Renzi: tra il dire e il fare….
Dice cose sensate e condivisibili persino da un liberale, ma liberale non è. Anche perchè essere liberali si misura dai comportamenti concreti, e i suoi si prestano sempre a qualche fondata riserva. Come quando flirta con bin Salman Saud, il quale sarà pure un riformatore in Arabia Saudita ma ha adottato un’interpretazione spregiudicata di Machiavelli facendo uccidere gli oppositori. Sarà per questo che Renzi ha parlato di “rinascimento arabo”.

Calenda: la troppa (concretezza) stroppia
E’ presuntuoso, il che in politica non sarebbe un difetto. Lui però pretende niente meno di cambiare gli italiani costringendoli a misurarsi sulle soluzioni concrete dei problemi, cosa che tutti aborrono per paura di perdere la loro “identità”, da sempre affidata al vecchio gioco dei guelfi contro i ghibellini; chi si è mai preoccupato delle ragioni per cui si combattevano? Tanto basta per considerarlo un alieno; per di più è “pariolino” e di famiglia agiata, cosa che viene perdonata soltanto se si è estremisti di sinistra.

Speranza: senza speranza
E’ uno che crede ancora nelle idee, sballottato in un mondo senza idee. Per questo suscita simpatia. Purtroppo però le sue idee sono vecchie e sbagliate, incapaci di intercettare le nuove priorità dell’elettorato giovanile, al quale prevalentemente si rivolge. E’ uno di quelli che dice che dopo il Covid cambierà tutto (intendendo la fine del capitalismo e il trionfo di un nuovo collettivismo pseudo-socialista). Intanto però per imporre il quasi-obbligo vaccinale ha dovuto accettare la guida di un generale scelto da Draghi. Un po’ imbarazzante per un aspirante rivoluzionario.
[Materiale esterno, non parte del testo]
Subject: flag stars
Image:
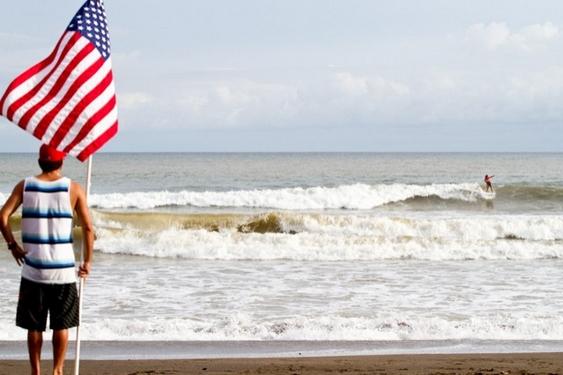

E poi c’è Draghi. Il quale, nonostante le apparenze (è presidente del Consiglio dei ministri), non è un leader italiano perchè il suo prestigio internazionale, la sua preparazione, il suo modo paziente ma deciso di governare, fanno di lui un leader europeo. Travaglio non è d’accordo, lo insulta e lo ritiene un incompetente ma gli italiani (stando ai sondaggi) sono favorevolmente sorpresi: Draghi ascolta, si confronta, cerca mediazioni accettabili (necessarie in un governo emergenziale ad ampio spettro come quello che dirige), ma poi decide assumendosene la responsabilità, e da quel momento in poi non si torna indietro.
Altrimenti venga qualcun’altro a palazzo Chigi; lui è pronto a trasferirsi al colle Quirinale che è più comodo e da cui si gode un panorama impareggiabile sulla Città Eterna, al netto dei miasmi che l’avvolgono da quando una signora incompetente e presuntuosa è stata eletta ad amministrarla. Monito ai sostenitori della “democrazia diretta”.